En "Chop shop" Bahrani parece remontarse en lo que había realizado en "Man push cart". Hay un olor a neorrealismo en la historia de personajes pertenecientes a un contexto difícil. Existe sin embargo el optimismo por la superación; un food truck. Sucede un conflicto y raíz de esto su protagonista principal asume un perfil sórdido. Como en lo italianos, la inocencia se extravía. El final sin embargo lo redime.
Chop Shop would make a splendid companion piece to the outstanding Gimme The Loot. Set in a similar part of New York, it's a sublime character study that not so much explores the loss of youth but more the absence of education and how street smarts can only get you so far. Well acted, nicely shot, but the ending was as sudden as these things tend to be these days.
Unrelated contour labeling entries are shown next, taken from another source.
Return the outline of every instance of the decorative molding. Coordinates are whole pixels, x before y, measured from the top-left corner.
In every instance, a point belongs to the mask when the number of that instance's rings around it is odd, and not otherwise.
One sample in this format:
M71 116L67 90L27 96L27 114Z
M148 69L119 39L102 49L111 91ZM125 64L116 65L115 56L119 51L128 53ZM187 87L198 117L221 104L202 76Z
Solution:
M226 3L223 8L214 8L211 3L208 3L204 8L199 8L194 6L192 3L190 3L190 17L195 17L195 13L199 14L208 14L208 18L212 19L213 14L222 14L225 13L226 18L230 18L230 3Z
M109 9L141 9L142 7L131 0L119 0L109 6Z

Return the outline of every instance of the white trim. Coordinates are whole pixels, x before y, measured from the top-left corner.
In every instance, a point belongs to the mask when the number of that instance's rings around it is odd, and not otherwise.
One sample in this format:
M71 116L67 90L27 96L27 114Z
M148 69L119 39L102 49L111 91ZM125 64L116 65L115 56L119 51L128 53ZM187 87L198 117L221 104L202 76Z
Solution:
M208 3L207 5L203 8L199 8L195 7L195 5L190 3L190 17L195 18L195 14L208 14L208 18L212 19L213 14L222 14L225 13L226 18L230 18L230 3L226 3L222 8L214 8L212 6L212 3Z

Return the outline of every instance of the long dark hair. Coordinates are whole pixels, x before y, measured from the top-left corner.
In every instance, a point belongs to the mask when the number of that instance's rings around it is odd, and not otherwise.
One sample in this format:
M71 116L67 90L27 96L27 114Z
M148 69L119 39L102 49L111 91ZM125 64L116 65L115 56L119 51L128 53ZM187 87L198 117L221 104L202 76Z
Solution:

A realist American indie movie this film feels too restrictive, oppressive & limited. We hardly have a chance to know what happens around the corner & beyond from this garage in Queens, New York. Despite the excellent acting by the young Alejandro Polanco, a tour de force transmitting raw angst & primal energy, the film lacks dynamism, originality, a touch of magic to lift it up from its bland mundanity.
Is it just my internet - this was very problematic to load (?). A good snapshot of life from one of the wealthiest countries in the world. Not much by way of action, but the dialogue is lively and I was glad that it wasn't a painstaking story of someone going from a bad condition to the absolute worst - there is pain enough in between the lines. Some uninteresting turns of plot (poverty -> crime). Simple, nice ending
The brother/sister scenes are gorgeous. But overall the characters lack depth and personality. They look right but I can’t feel any back-story or point. There is no danger, tension or atmosphere in the story-telling. As a simple observation of a day in some people’s lives, it works. But it is boring and doesn’t actually feel honest - I don’t understand some of the reactions of the characters.
As Queens is becoming more gentrified, the chop shop is dying soon going the way of Shea Stadium, unceremoniously broken down to pieces as something newer and safer was built in its place. For the chop shops it is not a baseball stadium but the buzzword economic development. This already great film of neo-realism is also the most powerful lifeline to a certain era and area of New York City that will soon be gone.